Israeli Court Rules a Bank’s Policy to Prohibit Opening Accounts for Customers Engaged in Providing Services Relating to Cryptocurrencies is Unreasonable

The Tel Aviv District Court has ruled that a bank’s policy to prohibit opening accounts for customers engaged in providing services relating to cryptocurrencies, is unreasonable. The decision was delivered in a lawsuit brought by a company that engages in Bitcoin mining against a bank branch that had closed the company’s account. The question raised before the court was whether the bank’s decision to close the account and refuse provide services because the source of its funds was from Bitcoins, met the reasonableness standard in section 2 (a) of Banking (Service to Customer) Law 5741-1981. 

The bank argued that money that originates from cryptocurrency cannot be brought into traditional financial systems since banks do not allow the holding of cryptocurrencies and due to the risks associated with cryptocurrency in terms of money laundering and terror financing.

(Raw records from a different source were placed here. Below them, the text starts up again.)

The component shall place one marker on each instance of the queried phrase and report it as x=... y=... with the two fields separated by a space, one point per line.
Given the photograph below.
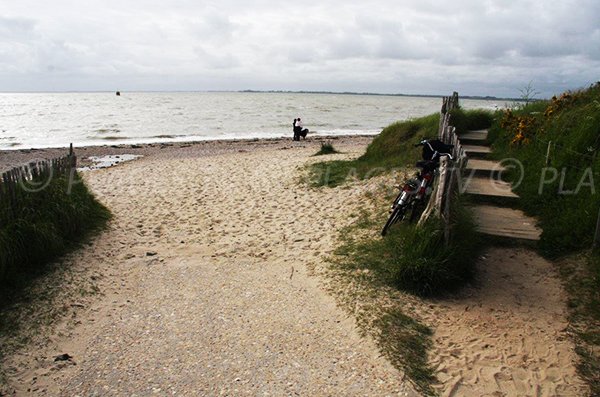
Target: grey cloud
x=487 y=47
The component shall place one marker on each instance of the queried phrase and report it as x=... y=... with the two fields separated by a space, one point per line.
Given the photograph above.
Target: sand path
x=507 y=335
x=204 y=271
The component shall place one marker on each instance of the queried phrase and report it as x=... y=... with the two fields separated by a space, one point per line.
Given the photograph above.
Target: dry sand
x=506 y=336
x=204 y=272
x=205 y=291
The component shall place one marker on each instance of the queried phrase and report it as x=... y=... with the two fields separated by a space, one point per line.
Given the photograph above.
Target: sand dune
x=205 y=290
x=207 y=293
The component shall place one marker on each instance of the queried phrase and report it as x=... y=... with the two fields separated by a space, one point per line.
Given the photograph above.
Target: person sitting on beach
x=299 y=131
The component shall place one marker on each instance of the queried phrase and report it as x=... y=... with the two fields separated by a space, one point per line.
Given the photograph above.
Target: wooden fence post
x=597 y=235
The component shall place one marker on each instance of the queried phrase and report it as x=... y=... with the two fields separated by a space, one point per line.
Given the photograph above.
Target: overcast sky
x=475 y=47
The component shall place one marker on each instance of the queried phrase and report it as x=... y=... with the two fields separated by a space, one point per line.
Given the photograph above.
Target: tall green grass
x=563 y=192
x=44 y=225
x=558 y=148
x=417 y=259
x=392 y=148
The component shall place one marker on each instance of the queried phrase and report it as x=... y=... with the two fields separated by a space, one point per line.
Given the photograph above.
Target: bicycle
x=415 y=192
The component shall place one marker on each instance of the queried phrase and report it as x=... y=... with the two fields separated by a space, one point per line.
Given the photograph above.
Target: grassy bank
x=379 y=275
x=391 y=149
x=557 y=143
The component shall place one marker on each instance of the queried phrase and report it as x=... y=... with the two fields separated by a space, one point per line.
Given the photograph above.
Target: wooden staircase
x=481 y=180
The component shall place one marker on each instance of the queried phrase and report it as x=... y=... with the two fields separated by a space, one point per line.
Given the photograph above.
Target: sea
x=42 y=120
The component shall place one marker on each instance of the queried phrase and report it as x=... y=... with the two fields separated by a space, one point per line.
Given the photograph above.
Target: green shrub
x=44 y=225
x=417 y=259
x=326 y=148
x=570 y=126
x=392 y=148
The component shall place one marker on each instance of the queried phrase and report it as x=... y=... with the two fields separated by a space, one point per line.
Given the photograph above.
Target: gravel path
x=206 y=287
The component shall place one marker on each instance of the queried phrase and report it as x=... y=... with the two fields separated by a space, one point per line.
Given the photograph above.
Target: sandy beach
x=204 y=288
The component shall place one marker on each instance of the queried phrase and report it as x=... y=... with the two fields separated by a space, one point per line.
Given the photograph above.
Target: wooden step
x=505 y=222
x=487 y=186
x=476 y=151
x=483 y=167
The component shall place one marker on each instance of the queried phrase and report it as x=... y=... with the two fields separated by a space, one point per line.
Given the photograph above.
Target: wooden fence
x=449 y=180
x=33 y=176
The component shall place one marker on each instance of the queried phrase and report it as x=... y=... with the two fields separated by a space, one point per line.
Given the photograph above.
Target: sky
x=475 y=47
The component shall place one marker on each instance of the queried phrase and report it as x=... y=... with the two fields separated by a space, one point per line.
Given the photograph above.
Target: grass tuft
x=391 y=149
x=326 y=148
x=45 y=225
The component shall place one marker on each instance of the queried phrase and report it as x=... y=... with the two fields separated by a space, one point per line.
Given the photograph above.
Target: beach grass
x=43 y=225
x=391 y=149
x=326 y=148
x=409 y=260
x=556 y=142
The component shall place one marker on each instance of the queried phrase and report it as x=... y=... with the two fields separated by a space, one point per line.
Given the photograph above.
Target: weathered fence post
x=597 y=235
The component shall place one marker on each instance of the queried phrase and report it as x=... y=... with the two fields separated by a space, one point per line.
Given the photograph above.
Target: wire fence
x=32 y=177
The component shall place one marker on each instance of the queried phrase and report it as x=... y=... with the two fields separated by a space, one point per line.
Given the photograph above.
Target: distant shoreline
x=17 y=157
x=249 y=91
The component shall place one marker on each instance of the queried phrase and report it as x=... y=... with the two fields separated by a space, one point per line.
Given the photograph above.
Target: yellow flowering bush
x=522 y=127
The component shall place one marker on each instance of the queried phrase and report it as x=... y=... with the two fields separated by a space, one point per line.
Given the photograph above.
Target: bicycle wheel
x=416 y=210
x=397 y=214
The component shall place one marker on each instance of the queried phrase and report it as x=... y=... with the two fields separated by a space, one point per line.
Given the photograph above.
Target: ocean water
x=39 y=120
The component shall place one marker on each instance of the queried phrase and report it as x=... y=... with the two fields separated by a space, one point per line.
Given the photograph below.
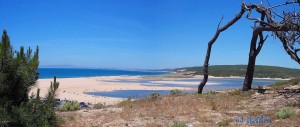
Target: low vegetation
x=18 y=74
x=285 y=113
x=261 y=71
x=213 y=108
x=179 y=124
x=99 y=106
x=70 y=106
x=224 y=123
x=154 y=96
x=176 y=92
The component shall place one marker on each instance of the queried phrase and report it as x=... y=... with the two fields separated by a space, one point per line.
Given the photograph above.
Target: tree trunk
x=250 y=72
x=212 y=41
x=252 y=57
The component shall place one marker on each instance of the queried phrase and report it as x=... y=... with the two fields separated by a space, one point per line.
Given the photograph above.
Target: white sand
x=75 y=88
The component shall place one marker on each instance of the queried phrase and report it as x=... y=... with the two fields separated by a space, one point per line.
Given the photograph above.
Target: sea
x=83 y=72
x=224 y=83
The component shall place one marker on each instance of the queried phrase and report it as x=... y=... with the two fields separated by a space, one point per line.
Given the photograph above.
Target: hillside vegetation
x=261 y=71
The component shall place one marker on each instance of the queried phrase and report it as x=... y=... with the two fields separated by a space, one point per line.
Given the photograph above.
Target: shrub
x=285 y=113
x=276 y=84
x=176 y=92
x=295 y=104
x=179 y=124
x=70 y=106
x=234 y=93
x=154 y=96
x=224 y=123
x=294 y=81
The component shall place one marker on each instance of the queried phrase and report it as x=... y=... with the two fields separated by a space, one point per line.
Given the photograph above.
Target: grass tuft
x=176 y=92
x=224 y=123
x=179 y=124
x=285 y=113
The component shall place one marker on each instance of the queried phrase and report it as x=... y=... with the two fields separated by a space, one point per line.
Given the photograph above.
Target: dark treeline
x=261 y=71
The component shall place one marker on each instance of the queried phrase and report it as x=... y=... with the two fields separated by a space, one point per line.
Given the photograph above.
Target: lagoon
x=221 y=84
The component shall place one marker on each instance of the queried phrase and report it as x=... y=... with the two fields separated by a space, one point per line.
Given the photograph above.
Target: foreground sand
x=75 y=88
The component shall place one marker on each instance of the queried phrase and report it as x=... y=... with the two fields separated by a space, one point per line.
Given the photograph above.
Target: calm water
x=75 y=72
x=225 y=83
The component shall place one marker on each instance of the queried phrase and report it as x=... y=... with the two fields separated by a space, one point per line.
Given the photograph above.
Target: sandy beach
x=75 y=88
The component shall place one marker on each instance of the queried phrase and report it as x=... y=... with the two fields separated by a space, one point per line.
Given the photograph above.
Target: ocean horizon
x=45 y=73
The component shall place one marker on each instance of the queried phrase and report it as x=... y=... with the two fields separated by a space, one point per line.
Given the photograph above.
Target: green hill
x=261 y=71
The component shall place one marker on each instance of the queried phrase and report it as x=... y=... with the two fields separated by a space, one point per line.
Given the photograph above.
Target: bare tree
x=287 y=30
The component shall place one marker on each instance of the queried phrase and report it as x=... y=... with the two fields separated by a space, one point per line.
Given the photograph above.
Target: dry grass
x=210 y=109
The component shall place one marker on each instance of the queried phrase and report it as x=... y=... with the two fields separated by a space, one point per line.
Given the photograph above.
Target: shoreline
x=76 y=88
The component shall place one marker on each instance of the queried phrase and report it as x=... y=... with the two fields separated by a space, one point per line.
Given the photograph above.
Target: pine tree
x=18 y=72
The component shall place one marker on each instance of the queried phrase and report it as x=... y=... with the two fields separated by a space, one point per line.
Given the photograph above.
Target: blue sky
x=133 y=34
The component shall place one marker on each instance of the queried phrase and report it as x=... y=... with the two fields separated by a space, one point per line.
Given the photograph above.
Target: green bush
x=70 y=106
x=295 y=104
x=154 y=96
x=279 y=83
x=18 y=73
x=294 y=81
x=285 y=113
x=176 y=92
x=179 y=124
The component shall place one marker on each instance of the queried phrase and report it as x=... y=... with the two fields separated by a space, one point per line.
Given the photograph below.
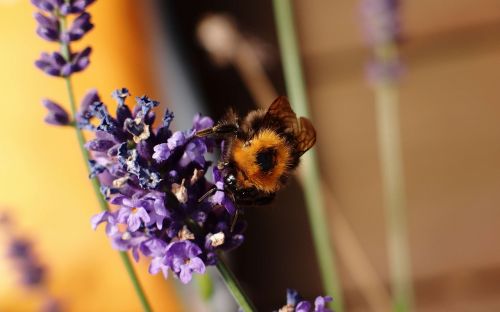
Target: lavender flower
x=20 y=252
x=50 y=28
x=56 y=115
x=380 y=20
x=182 y=258
x=381 y=26
x=156 y=177
x=295 y=304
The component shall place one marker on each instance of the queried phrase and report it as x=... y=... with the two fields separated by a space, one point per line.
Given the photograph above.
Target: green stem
x=391 y=165
x=66 y=52
x=135 y=281
x=314 y=201
x=234 y=286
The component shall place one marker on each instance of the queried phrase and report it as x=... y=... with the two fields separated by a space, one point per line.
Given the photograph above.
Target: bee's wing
x=306 y=136
x=281 y=116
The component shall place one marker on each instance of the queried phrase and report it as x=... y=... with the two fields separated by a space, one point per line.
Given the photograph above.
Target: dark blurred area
x=449 y=120
x=278 y=252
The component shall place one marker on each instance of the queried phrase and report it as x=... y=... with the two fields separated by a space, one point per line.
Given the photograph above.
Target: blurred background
x=450 y=135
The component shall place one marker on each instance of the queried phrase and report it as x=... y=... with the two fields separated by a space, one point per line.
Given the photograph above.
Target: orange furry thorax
x=249 y=173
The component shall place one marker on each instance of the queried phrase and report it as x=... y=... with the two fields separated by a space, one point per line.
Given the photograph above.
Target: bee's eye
x=230 y=180
x=266 y=159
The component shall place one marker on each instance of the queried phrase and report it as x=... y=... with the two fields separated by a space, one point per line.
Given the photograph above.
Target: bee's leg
x=235 y=218
x=221 y=129
x=208 y=193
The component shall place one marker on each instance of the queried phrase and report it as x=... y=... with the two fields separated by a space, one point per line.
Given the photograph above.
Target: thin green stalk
x=234 y=286
x=391 y=165
x=65 y=50
x=314 y=201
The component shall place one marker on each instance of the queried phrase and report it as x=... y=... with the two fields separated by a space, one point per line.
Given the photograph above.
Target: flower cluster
x=156 y=178
x=295 y=304
x=381 y=25
x=31 y=272
x=52 y=19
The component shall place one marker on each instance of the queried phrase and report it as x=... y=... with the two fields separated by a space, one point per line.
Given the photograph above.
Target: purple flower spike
x=157 y=177
x=48 y=27
x=51 y=64
x=47 y=5
x=80 y=60
x=132 y=212
x=320 y=304
x=78 y=29
x=293 y=304
x=75 y=6
x=56 y=115
x=182 y=259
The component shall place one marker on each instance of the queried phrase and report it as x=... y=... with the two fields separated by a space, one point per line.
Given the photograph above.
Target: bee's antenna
x=205 y=132
x=208 y=193
x=221 y=129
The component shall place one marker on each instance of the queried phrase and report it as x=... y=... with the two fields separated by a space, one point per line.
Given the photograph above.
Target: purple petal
x=56 y=114
x=185 y=274
x=197 y=265
x=98 y=219
x=303 y=306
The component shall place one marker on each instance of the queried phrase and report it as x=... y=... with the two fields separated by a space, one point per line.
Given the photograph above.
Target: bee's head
x=266 y=159
x=262 y=161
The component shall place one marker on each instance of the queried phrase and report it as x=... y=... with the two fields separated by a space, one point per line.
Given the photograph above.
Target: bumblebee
x=261 y=150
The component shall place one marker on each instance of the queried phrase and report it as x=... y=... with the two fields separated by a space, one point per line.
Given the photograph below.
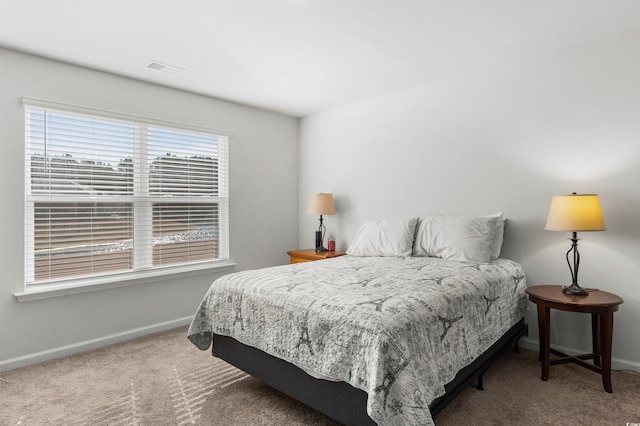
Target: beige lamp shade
x=575 y=213
x=321 y=204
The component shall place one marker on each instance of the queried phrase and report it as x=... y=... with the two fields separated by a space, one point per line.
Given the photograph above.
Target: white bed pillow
x=496 y=244
x=381 y=238
x=461 y=238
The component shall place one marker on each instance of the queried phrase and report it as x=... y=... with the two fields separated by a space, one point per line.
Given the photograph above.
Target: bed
x=368 y=339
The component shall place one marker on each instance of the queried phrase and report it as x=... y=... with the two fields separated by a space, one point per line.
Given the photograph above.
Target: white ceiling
x=303 y=56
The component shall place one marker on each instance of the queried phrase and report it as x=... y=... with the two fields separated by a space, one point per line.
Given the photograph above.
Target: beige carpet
x=164 y=380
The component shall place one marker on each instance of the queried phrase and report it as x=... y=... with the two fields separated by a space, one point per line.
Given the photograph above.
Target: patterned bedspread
x=397 y=328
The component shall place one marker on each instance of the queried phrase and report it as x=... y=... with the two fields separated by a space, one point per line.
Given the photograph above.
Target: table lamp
x=321 y=204
x=575 y=213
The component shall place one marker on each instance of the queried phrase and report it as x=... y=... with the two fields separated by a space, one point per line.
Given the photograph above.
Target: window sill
x=58 y=289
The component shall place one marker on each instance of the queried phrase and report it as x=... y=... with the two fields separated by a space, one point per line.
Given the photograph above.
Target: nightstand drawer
x=310 y=255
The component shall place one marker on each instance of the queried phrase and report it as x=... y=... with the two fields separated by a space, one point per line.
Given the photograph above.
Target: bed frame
x=339 y=400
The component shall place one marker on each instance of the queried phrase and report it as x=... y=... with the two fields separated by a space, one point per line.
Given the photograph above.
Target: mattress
x=397 y=328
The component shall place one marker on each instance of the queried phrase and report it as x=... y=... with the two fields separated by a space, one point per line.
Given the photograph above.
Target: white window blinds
x=109 y=194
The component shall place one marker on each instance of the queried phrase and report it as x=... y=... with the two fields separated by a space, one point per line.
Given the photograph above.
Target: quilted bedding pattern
x=397 y=328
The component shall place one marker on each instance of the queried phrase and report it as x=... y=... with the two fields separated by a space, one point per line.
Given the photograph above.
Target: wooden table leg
x=596 y=339
x=606 y=328
x=545 y=340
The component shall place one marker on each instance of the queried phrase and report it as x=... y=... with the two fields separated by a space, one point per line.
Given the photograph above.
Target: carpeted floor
x=163 y=379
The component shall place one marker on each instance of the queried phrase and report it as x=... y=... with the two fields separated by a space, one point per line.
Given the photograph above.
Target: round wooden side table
x=600 y=304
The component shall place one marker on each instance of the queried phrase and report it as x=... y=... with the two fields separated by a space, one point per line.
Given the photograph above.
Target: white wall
x=505 y=139
x=263 y=207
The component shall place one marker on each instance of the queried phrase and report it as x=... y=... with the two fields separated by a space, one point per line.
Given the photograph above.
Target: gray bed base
x=340 y=400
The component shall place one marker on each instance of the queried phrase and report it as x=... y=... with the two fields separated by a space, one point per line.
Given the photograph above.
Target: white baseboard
x=89 y=345
x=616 y=363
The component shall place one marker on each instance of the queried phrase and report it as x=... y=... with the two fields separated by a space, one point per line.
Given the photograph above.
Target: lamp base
x=575 y=290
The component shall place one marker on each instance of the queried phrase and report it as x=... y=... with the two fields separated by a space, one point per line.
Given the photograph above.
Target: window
x=108 y=194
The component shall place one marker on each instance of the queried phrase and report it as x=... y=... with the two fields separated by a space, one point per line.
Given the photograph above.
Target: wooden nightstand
x=600 y=304
x=309 y=255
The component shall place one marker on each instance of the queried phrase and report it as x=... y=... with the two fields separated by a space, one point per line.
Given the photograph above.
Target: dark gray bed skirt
x=340 y=400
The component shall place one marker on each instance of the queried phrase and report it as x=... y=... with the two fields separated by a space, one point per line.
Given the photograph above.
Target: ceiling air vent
x=165 y=68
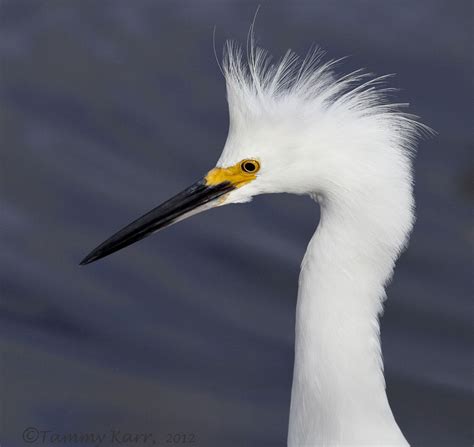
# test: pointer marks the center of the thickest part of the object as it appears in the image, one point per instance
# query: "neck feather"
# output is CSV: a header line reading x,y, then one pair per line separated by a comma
x,y
338,394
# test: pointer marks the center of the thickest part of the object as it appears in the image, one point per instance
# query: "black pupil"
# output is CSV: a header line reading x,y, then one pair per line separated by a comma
x,y
249,167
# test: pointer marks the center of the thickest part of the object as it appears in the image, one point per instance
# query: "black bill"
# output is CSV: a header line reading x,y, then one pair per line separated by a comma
x,y
188,202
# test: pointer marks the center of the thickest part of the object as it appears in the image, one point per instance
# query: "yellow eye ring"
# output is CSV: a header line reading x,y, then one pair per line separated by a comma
x,y
250,166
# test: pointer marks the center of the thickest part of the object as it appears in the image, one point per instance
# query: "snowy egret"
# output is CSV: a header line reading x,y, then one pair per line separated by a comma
x,y
296,127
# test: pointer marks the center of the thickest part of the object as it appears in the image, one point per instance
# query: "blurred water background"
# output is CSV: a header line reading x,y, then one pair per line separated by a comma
x,y
108,108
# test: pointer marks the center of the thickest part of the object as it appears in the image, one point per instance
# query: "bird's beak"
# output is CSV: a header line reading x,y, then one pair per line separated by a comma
x,y
200,196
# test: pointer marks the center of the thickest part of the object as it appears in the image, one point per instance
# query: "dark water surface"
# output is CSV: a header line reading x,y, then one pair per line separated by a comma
x,y
110,107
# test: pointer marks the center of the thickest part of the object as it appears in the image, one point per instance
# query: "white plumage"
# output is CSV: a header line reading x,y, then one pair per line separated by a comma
x,y
296,127
341,141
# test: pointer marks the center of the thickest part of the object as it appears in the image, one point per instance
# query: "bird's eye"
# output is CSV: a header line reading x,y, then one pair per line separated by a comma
x,y
250,166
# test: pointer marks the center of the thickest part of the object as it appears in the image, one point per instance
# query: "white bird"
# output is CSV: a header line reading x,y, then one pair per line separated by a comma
x,y
296,127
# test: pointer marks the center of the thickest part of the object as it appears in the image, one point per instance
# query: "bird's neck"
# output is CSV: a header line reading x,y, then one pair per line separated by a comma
x,y
338,394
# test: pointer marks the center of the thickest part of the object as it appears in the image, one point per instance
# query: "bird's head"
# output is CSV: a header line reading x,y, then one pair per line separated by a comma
x,y
294,127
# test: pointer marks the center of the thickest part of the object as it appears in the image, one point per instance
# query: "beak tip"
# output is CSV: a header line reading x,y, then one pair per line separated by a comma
x,y
91,257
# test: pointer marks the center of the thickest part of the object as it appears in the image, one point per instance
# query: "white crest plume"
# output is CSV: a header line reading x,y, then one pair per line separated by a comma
x,y
341,140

The court held that the bank's sweeping policy is unreasonable, since the policy does not distinguish between the different types and the volume of transactions in cryptocurrency and between the different types of customers in this field. The court explained that the nature of every transaction in cryptocurrency is different from another, and accordingly each requires a different approach by the bank.
In the current case, the court ruled that the bank’s refusal to provide services related to the funds deposited in the account is reasonable, given that source of the account’s funds gives rise to risks associated with money laundering.  However, the bank’s decision to close the company’s account was unreasonable and void, since the company’s activity alone does not create risks associated with money laundering or terror financing.